Madeline Grant

How Covid has changed the dating game

Who would risk a potentially infectious first kiss unless it’s with a grade-A candidate?

issue 25 July 2020

Just before lockdown began, Matt Hancock and Dr Jenny Harries presented the nation’s daters with a stark dilemma. Non-cohabiting couples, they advised, should either move in together for the duration or stay physically apart. Couples who barely knew each other’s surnames were catapulted into levels of intimacy that would normally have evolved over years and the enforced lovebirds were soon living like old-style pensioners, spending every moment in each other’s company, arguing over hand sanitiser brands and giving one another dodgy haircuts.
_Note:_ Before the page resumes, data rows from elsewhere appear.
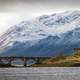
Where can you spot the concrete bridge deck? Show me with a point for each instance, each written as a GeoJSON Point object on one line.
{"type": "Point", "coordinates": [40, 73]}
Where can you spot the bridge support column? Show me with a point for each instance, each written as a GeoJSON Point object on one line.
{"type": "Point", "coordinates": [9, 61]}
{"type": "Point", "coordinates": [37, 60]}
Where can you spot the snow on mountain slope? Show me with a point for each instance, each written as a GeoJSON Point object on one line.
{"type": "Point", "coordinates": [44, 36]}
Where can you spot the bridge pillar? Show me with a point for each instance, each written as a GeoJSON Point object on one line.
{"type": "Point", "coordinates": [37, 60]}
{"type": "Point", "coordinates": [9, 61]}
{"type": "Point", "coordinates": [25, 64]}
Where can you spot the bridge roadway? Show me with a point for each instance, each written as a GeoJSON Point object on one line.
{"type": "Point", "coordinates": [24, 59]}
{"type": "Point", "coordinates": [40, 73]}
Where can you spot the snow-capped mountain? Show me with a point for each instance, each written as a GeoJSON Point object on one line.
{"type": "Point", "coordinates": [47, 35]}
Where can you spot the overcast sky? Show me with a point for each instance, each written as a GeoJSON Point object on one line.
{"type": "Point", "coordinates": [14, 11]}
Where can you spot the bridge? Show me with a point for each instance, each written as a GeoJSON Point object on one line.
{"type": "Point", "coordinates": [23, 59]}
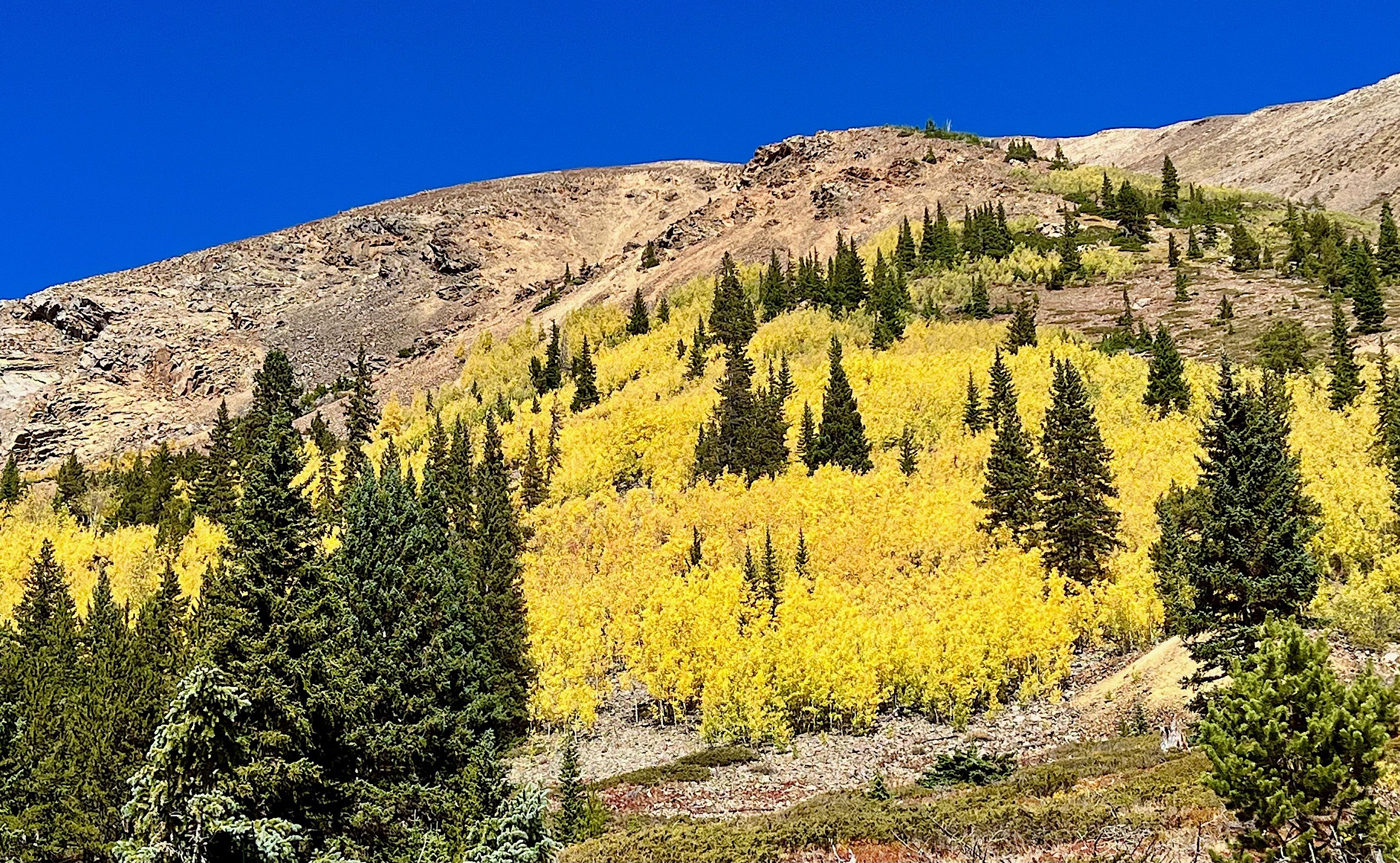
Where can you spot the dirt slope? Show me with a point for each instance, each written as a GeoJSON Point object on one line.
{"type": "Point", "coordinates": [1345, 151]}
{"type": "Point", "coordinates": [128, 359]}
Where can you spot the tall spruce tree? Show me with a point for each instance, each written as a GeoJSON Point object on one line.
{"type": "Point", "coordinates": [841, 439]}
{"type": "Point", "coordinates": [1346, 373]}
{"type": "Point", "coordinates": [362, 415]}
{"type": "Point", "coordinates": [639, 323]}
{"type": "Point", "coordinates": [1237, 548]}
{"type": "Point", "coordinates": [1076, 484]}
{"type": "Point", "coordinates": [1010, 488]}
{"type": "Point", "coordinates": [586, 382]}
{"type": "Point", "coordinates": [216, 488]}
{"type": "Point", "coordinates": [1167, 387]}
{"type": "Point", "coordinates": [1364, 286]}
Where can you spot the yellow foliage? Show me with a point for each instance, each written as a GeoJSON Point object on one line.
{"type": "Point", "coordinates": [129, 554]}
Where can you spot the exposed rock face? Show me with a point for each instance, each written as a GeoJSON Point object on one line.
{"type": "Point", "coordinates": [1345, 152]}
{"type": "Point", "coordinates": [130, 359]}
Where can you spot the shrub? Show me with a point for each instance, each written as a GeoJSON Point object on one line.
{"type": "Point", "coordinates": [1295, 753]}
{"type": "Point", "coordinates": [968, 767]}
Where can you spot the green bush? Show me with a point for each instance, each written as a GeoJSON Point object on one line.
{"type": "Point", "coordinates": [1295, 753]}
{"type": "Point", "coordinates": [968, 767]}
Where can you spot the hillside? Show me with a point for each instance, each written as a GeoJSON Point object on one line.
{"type": "Point", "coordinates": [128, 359]}
{"type": "Point", "coordinates": [1343, 152]}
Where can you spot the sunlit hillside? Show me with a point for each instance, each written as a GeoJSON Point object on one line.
{"type": "Point", "coordinates": [905, 600]}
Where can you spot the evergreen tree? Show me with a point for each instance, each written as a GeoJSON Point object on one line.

For the large pool of existing singletons, the picture was radically different. Gone was the usual flurry of social engagements, and even the possibility of meeting someone at work. With face-to-face meetings forbidden, romance meant either breaking the rules (and risking the wrath of neighbourhood Covid snitches) or restricting yourself to virtual dating. Relationships froze in time. Meanwhile, many friends reported former flames trying to rekindle things in lockdown.

Covid’s impact on the dating landscape mirrors its effect on the entire economy. The pandemic has simultaneously sped up and slowed down existing trends, hastening the demise of the traditional office and business travel, while vainly trying to preserve the economy in aspic through business loans and furloughing. Dating had already migrated largely online, particularly among the young. The worst excesses of the #MeToo movement had put paid to office banter and dampened physical interactions; far safer to meet people through the socially sanctioned, sanitised forum of a dating app than risk approaching someone in a pub or club. Where #MeToo made workplaces more po-faced and paranoid, the pandemic has removed the office from the dating game altogether and added layers of complexity to what was already a social minefield.

‘It’s so nice to take a break from work.’

First-date greetings are awkward enough at the best of times.